Implementation:Tencent Ncnn YOLOv8 Pose Example
| Knowledge Sources | |
|---|---|
| Domains | Vision, Pose_Estimation |
| Last Updated | 2026-02-09 19:00 GMT |
Overview
Concrete tool for human pose estimation with 17 COCO keypoints using YOLOv8 with ncnn.
Description
This example implements YOLOv8 pose estimation using the ncnn inference framework, combining person detection and keypoint localization in a single forward pass. The model produces two output blobs: a detection blob (w=65, h=8400) containing DFL bbox regression (16x4=64 values) and a person confidence score, and a keypoint blob (w=51, h=8400) containing 17 COCO body keypoints with 3 values each (x coordinate, y coordinate, visibility confidence). Input images are preprocessed with letterbox padding to 640x640 resolution. The output visualization draws skeleton connections between anatomically linked keypoints on detected persons.
Usage
Use this example when you need to detect human poses using the YOLOv8 architecture for applications such as fitness tracking, gesture recognition, or action recognition on mobile and edge devices. This is the YOLOv8 predecessor to the YOLO11 pose estimation variant.
Code Reference
Source Location
- Repository: Tencent_Ncnn
- File: examples/yolov8_pose.cpp
- Lines: 1-550
Signature
struct KeyPoint
{
cv::Point2f p;
float prob;
};
struct Object
{
cv::Rect_<float> rect;
int label;
float prob;
std::vector<KeyPoint> keypoints;
};
static int detect_yolov8_pose(const cv::Mat& bgr, std::vector<Object>& objects);
static void generate_proposals(int stride, const ncnn::Mat& pred,
const ncnn::Mat& pred_kps,
float prob_threshold, std::vector<Object>& objects);
static void qsort_descent_inplace(std::vector<Object>& objects);
static void nms_sorted_bboxes(const std::vector<Object>& objects,
std::vector<int>& picked, float nms_threshold,
bool agnostic = false);
Import
#include "layer.h"
#include "net.h"
I/O Contract
Inputs
| Name | Type | Required | Description |
|---|---|---|---|
| image_path | const char* | Yes | Path to input image file |
Outputs
| Name | Type | Description |
|---|---|---|
| objects | std::vector<Object> | Detected persons with bounding boxes, confidence scores, and 17 keypoints each with (x, y, confidence) |
Model Files
| File | Description |
|---|---|
| yolov8n_pose.ncnn.param | YOLOv8-Pose nano model parameter file |
| yolov8n_pose.ncnn.bin | YOLOv8-Pose nano model weight file |
Usage Examples
Running the Example
./yolov8_pose image.jpg
Key Code Pattern
ncnn::Net yolov8;
yolov8.opt.use_vulkan_compute = true;
yolov8.load_param("yolov8n_pose.ncnn.param");
yolov8.load_model("yolov8n_pose.ncnn.bin");
const int target_size = 640;
const float prob_threshold = 0.25f;
const float nms_threshold = 0.45f;
// Letterbox pad to 640x640
ncnn::Mat in = ncnn::Mat::from_pixels_resize(bgr.data,
ncnn::Mat::PIXEL_BGR2RGB, img_w, img_h, w, h);
const float norm_vals[3] = {1 / 255.f, 1 / 255.f, 1 / 255.f};
in_pad.substract_mean_normalize(0, norm_vals);
ncnn::Extractor ex = yolov8.create_extractor();
ex.input("in0", in_pad);
ncnn::Mat out0; // bbox + person score (w=65, h=8400)

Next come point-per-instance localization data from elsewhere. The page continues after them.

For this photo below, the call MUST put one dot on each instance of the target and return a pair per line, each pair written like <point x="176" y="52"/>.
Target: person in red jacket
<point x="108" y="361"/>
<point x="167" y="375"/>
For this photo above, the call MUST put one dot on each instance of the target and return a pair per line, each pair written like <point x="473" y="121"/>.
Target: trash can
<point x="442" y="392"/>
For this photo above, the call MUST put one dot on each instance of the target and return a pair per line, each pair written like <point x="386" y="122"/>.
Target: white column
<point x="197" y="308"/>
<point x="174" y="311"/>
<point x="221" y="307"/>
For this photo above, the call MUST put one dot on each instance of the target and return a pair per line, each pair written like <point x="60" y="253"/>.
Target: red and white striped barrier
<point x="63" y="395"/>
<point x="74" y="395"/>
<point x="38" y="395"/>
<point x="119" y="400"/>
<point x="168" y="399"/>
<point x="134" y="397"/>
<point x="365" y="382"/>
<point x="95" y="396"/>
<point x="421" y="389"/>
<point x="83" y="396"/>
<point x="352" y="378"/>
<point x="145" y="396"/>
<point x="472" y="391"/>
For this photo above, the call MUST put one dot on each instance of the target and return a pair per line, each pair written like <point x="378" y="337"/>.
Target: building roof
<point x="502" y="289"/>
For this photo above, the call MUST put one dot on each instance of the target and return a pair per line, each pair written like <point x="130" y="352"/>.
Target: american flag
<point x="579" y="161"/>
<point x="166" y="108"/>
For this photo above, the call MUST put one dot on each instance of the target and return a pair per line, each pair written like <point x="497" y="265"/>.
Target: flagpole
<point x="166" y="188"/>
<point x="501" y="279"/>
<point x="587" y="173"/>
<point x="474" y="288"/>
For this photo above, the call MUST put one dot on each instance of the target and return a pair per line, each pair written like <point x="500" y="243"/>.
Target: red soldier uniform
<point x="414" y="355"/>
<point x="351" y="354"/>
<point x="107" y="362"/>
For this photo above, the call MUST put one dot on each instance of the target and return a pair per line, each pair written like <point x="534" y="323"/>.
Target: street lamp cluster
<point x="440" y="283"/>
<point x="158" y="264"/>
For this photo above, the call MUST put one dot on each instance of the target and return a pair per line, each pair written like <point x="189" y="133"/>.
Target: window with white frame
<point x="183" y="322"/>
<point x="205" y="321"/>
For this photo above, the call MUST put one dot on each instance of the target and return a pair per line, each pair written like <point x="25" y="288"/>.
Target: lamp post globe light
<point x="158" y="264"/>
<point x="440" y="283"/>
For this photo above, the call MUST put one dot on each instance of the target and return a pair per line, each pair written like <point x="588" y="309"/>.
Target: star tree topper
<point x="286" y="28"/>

ncnn::Mat out1; // keypoints (w=51, h=8400)
ex.extract("out0", out0);
ex.extract("out1", out1);
Implementation Details
Preprocessing
Input images are resized while preserving aspect ratio and letterbox padded to 640x640 (a multiple of max_stride=32). Pixel values are converted from BGR to RGB and normalized by dividing by 255. The padding fill value is 114.
Output Tensor Layout
The model produces two output tensors:
- out0 (w=65, h=8400): Contains DFL bbox regression (16x4=64 values) and 1 person confidence score for 8400 candidate boxes across three stride levels (8, 16, 32)
- out1 (w=51, h=8400): Contains 17 keypoints x 3 values (x, y, confidence) per candidate box
Keypoint Skeleton
The 17 COCO keypoints are connected by skeleton edges for visualization: nose-eyes-ears form the head connections, shoulders-elbows-wrists form arm chains, and hips-knees-ankles form leg chains, with shoulder-hip connections forming the torso.
Model Conversion
Models are converted from Ultralytics format using PNNX. The conversion requires modifying reshape operations for dynamic shapes and re-exporting with dual input shapes (640x640 and 320x320).